Closed ITKSoft closed 8 years ago

ITKSoft commented 8 years ago

It would be the correct way to use zoom factor with Tkinter?

PyMuPDF

doc_pdf = fitz.Document( "example.pdf" ) matrix = fitz.Matrix ( 1 , 1 ).preScale( 1.2 , 1.2 )

page = doc_pdf.loadPage( 1 )
pix = page.getPixmap( matrix = matrix , colorspace = 'RGB' )
data = str( pix.samples )

data2 = "".join( [ data[4_i:4_i+3] for i in range( len( data ) / 4 ) ] )

Tkinter - canvas

from PIL import Image , ImageTk im = Image.frombytes( "RGBA" , [pix.width , pix.height] , data )
canvas = Canvas( root , relief=SUNKEN ) canvas.config( width=400 , height=200 ) canvas.config( highlightthickness=0 )

sbarV = Scrollbar( root , orient=VERTICAL ) sbarH = Scrollbar( root , orient=HORIZONTAL )

sbarV.config( command=canvas.yview ) sbarH.config( command=canvas.xview )

canvas.config( yscrollcommand=sbarV.set ) canvas.config( xscrollcommand=sbarH.set ) sbarV.pack( side=RIGHT , fill=Y ) sbarH.pack( side=BOTTOM , fill=X )
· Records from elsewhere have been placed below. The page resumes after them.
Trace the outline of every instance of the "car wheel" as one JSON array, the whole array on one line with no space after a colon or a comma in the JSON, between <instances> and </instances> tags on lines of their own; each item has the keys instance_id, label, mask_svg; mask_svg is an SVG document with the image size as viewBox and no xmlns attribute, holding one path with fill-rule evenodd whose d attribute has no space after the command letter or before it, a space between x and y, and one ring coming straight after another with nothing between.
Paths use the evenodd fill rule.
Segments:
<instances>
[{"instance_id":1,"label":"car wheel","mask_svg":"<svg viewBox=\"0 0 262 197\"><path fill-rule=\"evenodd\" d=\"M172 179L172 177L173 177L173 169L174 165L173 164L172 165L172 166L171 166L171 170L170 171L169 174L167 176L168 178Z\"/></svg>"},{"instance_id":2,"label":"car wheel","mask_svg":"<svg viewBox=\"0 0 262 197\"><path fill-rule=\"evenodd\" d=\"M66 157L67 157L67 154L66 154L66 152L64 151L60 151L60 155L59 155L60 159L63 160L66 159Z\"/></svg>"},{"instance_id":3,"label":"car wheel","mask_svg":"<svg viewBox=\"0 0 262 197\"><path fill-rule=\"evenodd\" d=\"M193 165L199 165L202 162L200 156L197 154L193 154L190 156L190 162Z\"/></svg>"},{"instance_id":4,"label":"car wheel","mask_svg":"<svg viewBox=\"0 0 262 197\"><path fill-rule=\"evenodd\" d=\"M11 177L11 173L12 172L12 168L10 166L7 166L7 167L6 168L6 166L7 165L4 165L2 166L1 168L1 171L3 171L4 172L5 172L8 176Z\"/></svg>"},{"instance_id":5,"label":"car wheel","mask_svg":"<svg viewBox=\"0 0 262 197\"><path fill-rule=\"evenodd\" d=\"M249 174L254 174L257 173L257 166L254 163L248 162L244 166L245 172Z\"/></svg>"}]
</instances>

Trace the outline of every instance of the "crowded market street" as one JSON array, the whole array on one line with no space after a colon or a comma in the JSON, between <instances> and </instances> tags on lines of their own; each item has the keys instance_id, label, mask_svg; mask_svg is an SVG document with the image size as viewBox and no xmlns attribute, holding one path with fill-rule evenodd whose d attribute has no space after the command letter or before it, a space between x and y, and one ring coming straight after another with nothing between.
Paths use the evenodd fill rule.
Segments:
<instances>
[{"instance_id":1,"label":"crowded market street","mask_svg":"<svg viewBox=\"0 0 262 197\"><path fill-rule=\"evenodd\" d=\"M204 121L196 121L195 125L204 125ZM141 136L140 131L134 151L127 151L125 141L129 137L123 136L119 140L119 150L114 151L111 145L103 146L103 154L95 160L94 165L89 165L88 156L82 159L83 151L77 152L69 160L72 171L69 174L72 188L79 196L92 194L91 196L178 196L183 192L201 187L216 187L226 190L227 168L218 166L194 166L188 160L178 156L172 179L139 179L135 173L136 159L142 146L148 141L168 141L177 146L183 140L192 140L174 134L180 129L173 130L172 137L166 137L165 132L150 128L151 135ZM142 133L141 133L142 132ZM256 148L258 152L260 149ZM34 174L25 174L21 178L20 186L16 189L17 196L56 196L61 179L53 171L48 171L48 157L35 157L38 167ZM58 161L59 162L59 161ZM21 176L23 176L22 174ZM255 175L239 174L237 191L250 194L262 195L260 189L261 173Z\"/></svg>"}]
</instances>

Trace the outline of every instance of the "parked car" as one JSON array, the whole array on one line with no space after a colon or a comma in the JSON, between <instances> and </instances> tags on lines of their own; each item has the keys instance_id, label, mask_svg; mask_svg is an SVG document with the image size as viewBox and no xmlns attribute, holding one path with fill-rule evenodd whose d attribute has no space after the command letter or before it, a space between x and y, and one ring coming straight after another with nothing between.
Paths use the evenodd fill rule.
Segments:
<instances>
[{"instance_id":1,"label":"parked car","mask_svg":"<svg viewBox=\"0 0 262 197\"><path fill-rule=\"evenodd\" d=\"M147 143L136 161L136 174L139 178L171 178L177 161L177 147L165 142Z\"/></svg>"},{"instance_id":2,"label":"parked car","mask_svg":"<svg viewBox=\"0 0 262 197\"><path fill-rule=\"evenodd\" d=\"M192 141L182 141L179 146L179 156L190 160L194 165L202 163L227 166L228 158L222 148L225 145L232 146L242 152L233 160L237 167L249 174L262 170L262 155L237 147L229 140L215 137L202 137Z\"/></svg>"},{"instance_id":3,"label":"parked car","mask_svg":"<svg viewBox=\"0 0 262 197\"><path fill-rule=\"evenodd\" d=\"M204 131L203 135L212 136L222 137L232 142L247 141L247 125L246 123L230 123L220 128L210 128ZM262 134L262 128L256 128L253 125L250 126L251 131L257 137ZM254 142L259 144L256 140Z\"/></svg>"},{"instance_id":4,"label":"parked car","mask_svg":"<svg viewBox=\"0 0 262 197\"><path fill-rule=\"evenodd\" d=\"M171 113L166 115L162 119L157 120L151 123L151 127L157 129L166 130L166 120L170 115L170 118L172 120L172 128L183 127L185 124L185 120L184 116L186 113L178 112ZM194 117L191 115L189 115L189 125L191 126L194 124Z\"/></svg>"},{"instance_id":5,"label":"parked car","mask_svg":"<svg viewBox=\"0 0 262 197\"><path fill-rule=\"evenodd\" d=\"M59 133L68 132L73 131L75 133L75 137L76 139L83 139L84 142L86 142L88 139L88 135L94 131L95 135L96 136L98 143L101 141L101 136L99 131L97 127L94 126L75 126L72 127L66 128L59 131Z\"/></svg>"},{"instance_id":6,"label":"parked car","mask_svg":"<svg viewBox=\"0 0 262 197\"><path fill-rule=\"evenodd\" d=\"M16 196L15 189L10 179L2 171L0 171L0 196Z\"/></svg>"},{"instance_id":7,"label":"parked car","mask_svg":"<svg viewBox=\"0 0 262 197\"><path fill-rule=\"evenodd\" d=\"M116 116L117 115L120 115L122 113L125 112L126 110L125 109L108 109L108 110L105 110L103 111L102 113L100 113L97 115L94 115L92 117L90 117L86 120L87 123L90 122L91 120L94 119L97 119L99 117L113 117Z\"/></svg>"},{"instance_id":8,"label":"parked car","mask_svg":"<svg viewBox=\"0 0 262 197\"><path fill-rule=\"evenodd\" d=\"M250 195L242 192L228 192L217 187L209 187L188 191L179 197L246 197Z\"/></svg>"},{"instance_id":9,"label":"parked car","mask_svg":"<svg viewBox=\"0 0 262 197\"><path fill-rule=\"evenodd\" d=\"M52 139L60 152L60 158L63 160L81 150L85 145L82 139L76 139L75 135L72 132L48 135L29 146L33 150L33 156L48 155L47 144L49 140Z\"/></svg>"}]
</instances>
canvas.pack( side=LEFT, expand=YES, fill=BOTH )

width , height = im.size canvas.config( scrollregion = ( 0 , 0 , width , height ) ) im2 = ImageTk.PhotoImage( im )

nWid = ( root.winfo_screenwidth() / 2 ) - ( width / 2 )

imgtag = canvas.create_image( nWid , 10 , anchor="nw" , image=im2 )

JorjMcKie commented 8 years ago

One problem is, that Tkinter also has Image (as does PIL). So, your from Tkinter import * overrides it.

Another problem is, that the variable root is not defined ...

I am not sure what you are trying to do:

Do you just want to display one fixed, scaled page in a window that can be scrolled?

Or do you want to dynamically scale the displayed page image?

All of this would have significant impact on your code of course.

ITKSoft commented 8 years ago

I'm not using (from Tkinter import *). Only example. I want to dynamically scale the displayed page image, after selected scale in the toolbar.

JorjMcKie commented 8 years ago

@ITKSoft - got you. For every new scale factor, you need to a new pixmap. Internally, this will not cause the PDF page to be re-read or re-parsed. The required information (stored in a so-called fitz.DisplayList) will be re-used and kept as long as the page object lives. A pseudo code sequence could look like:

1. determine scale factor f (based on user input)
2. define appropriate matrix as fitz.Matrix (1 , 1).preScale(f, f)
3. create pixmap pix = page.getPixmap( matrix = matrix) (RGB is default)
4. use pix.samples for display
5. start over

Obviously, lines 2 to 4 could be put in a function like this

def ScaledImage(page, f):
    mat = fitz.Matrix(1, 1).preScale(f, f)
    pix = page.getPixmap(matrix = mat)
    data = str(pix.samples)
    return Image.frombytes( "RGBA" , [pix.width , pix.height] , data )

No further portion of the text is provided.